Epidemiologia&Prevenzione 2020, 44 (4) luglio-agosto

Sviluppo di un modello concettuale di riferimento per l’interpretazione degli indicatori di prevenzione dell’obesità infantile e nell’adolescenza nel Piano nazionale della prevenzione

Serena Broccoli, Francesco Venturelli, Francesco Venturelli, Francesco Bevere, Mario Braga, Mimma Cosentino, Daniela Galeone, Antonio Federici, Mariagrazia Marvulli, Stefania Vasselli, Mariadonata Bellentani, Annalisa Bargellini, Alberto Perra, Angela Spinelli, Stefano Campostrini, Stefania Porchia, Franco Cavallo, Fabrizio Faggiano, Giuseppe Costa, Paolo Giorgi Rossi

INTRODUZIONE: il Piano nazionale della prevenzione (PNP) 2014-2018 ha indicato alle Regioni obiettivi e strategie per la prevenzione dell’obesità e si è dotato di un sistema di valutazione d’impatto.
OBIETTIVI:
sviluppare un modello per l’interpretazione delle variazioni negli indicatori relativi all’obesità infantile e nell’adolescenza.
METODI:
da una revisione sistematica, DPSEEA («forze trainanti», «pressioni», «stato», «esposizione», «effetto», «azioni») è risultata la cornice concettuale più completa e applicabile.

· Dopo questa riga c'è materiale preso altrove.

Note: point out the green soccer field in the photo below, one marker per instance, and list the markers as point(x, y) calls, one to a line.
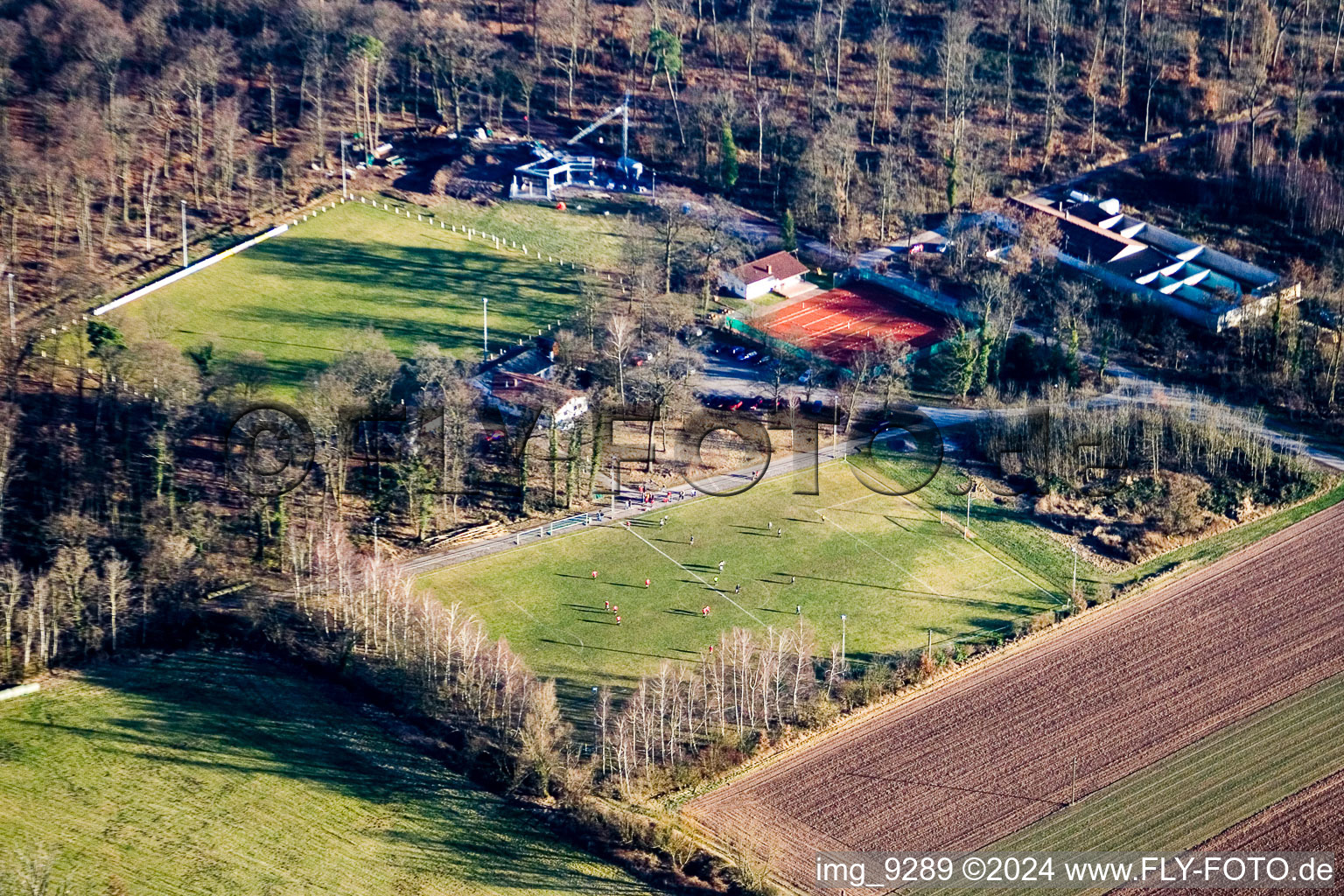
point(305, 296)
point(217, 774)
point(889, 564)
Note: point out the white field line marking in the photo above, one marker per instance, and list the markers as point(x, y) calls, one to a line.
point(534, 617)
point(912, 575)
point(1053, 597)
point(631, 529)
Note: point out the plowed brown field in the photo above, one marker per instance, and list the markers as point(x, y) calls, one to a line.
point(1311, 820)
point(985, 754)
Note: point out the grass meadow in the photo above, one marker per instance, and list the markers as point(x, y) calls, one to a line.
point(303, 298)
point(887, 564)
point(217, 774)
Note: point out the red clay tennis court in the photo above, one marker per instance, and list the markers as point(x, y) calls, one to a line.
point(842, 323)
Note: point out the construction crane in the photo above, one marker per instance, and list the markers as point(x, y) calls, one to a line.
point(624, 110)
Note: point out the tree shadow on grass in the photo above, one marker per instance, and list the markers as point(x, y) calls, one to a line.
point(246, 717)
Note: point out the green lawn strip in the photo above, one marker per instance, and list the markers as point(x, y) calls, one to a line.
point(889, 566)
point(1018, 535)
point(1211, 549)
point(217, 774)
point(1206, 788)
point(303, 298)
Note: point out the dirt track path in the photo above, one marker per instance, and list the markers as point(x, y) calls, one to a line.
point(977, 758)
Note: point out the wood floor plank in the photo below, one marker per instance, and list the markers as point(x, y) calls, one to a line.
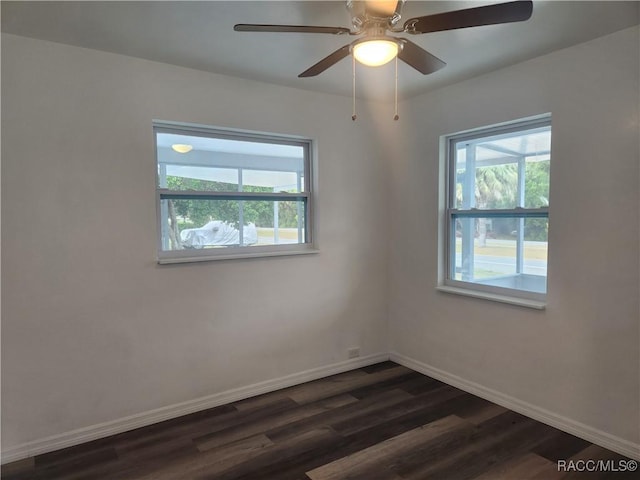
point(368, 406)
point(361, 422)
point(278, 455)
point(212, 462)
point(481, 451)
point(365, 459)
point(374, 423)
point(232, 434)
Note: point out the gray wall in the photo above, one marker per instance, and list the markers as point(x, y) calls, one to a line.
point(578, 358)
point(93, 329)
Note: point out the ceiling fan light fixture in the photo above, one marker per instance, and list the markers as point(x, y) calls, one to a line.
point(375, 52)
point(182, 147)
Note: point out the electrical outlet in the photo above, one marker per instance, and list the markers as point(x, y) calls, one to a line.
point(353, 352)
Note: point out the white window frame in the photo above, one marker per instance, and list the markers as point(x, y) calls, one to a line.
point(449, 213)
point(165, 256)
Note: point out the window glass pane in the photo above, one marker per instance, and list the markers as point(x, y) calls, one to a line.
point(503, 171)
point(191, 162)
point(502, 252)
point(537, 182)
point(200, 224)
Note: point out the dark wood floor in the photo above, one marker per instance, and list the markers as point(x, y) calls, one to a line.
point(383, 422)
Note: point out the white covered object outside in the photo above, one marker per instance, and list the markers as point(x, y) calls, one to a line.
point(217, 232)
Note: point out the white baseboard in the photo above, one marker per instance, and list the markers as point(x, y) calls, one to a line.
point(95, 432)
point(593, 435)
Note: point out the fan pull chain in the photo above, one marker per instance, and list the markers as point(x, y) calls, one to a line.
point(396, 117)
point(353, 114)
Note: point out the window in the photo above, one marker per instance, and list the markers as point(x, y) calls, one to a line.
point(497, 211)
point(228, 194)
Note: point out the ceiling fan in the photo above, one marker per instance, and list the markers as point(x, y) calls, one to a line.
point(374, 20)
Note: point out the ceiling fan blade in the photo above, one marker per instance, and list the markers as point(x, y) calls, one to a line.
point(249, 27)
point(471, 17)
point(385, 8)
point(419, 58)
point(326, 62)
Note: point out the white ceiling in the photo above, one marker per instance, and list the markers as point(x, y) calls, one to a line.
point(200, 35)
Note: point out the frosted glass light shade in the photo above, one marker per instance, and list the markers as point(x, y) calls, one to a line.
point(375, 52)
point(182, 148)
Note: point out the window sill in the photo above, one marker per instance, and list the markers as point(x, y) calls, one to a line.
point(234, 256)
point(521, 302)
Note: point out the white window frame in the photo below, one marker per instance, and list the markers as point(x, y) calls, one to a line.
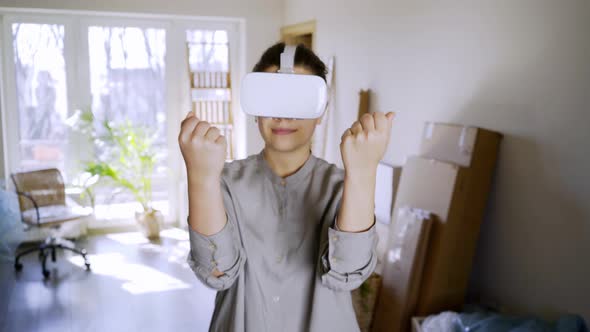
point(78, 95)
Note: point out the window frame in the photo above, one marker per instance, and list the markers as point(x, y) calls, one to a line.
point(76, 54)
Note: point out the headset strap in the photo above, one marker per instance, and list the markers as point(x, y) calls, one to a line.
point(288, 59)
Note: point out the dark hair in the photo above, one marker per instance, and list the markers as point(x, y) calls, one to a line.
point(303, 57)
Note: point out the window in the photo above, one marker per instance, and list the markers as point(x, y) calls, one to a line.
point(127, 83)
point(40, 76)
point(124, 68)
point(208, 62)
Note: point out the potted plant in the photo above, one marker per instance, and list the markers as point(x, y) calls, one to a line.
point(125, 157)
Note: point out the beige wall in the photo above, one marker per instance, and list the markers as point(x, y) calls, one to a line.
point(518, 67)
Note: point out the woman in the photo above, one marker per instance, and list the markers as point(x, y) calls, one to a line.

Un gruppo di esperti ha identificato determinanti e nessi causali e possano agire gli interventi proposti dal PNP come su questi. Il modello finale è stato ottenuto attraverso un processo iterativo che ha coinvolto un comitato consultivo di decisori e rappresentanti di società scientifiche.
RISULTATI:
«forze trainanti» identificate sono legate a profitto dell’industria alimentare, all’alimentazione scolastica, al contesto domestico. Tra le «Pressioni» rientrano abitudini familiari, offerta delle mense scolastiche e fattori socioculturali, contesto di vita, organizzazione dell’attività fisica (AF) scolastica ed extra-scolastica. Nello «stato» sono inclusi: frequente consumo di cibo confezionato, alta quantità di cibo ipercalorico disponibile, mancanza del pasto in famiglia, consumo di bevande gasate e zuccherate, interruzione precoce dell’allattamento al seno, scarsa fruibilità di spazi esterni, frequente uso del trasporto privato e scarsa offerta di AF nelle scuole. «Esposizione» sono le opportunità di AF e apporto calorico, che agiscono su «effetto» (prevalenza di obesità).
CONCLUSIONI:
il modello interpretativo colloca le «azioni» e i meccanismi che dovrebbero modificare AF e apporto calorico, in una sequenza causale, rendendo esplicito il costrutto degli indicatori di monitoraggio e d’impatto.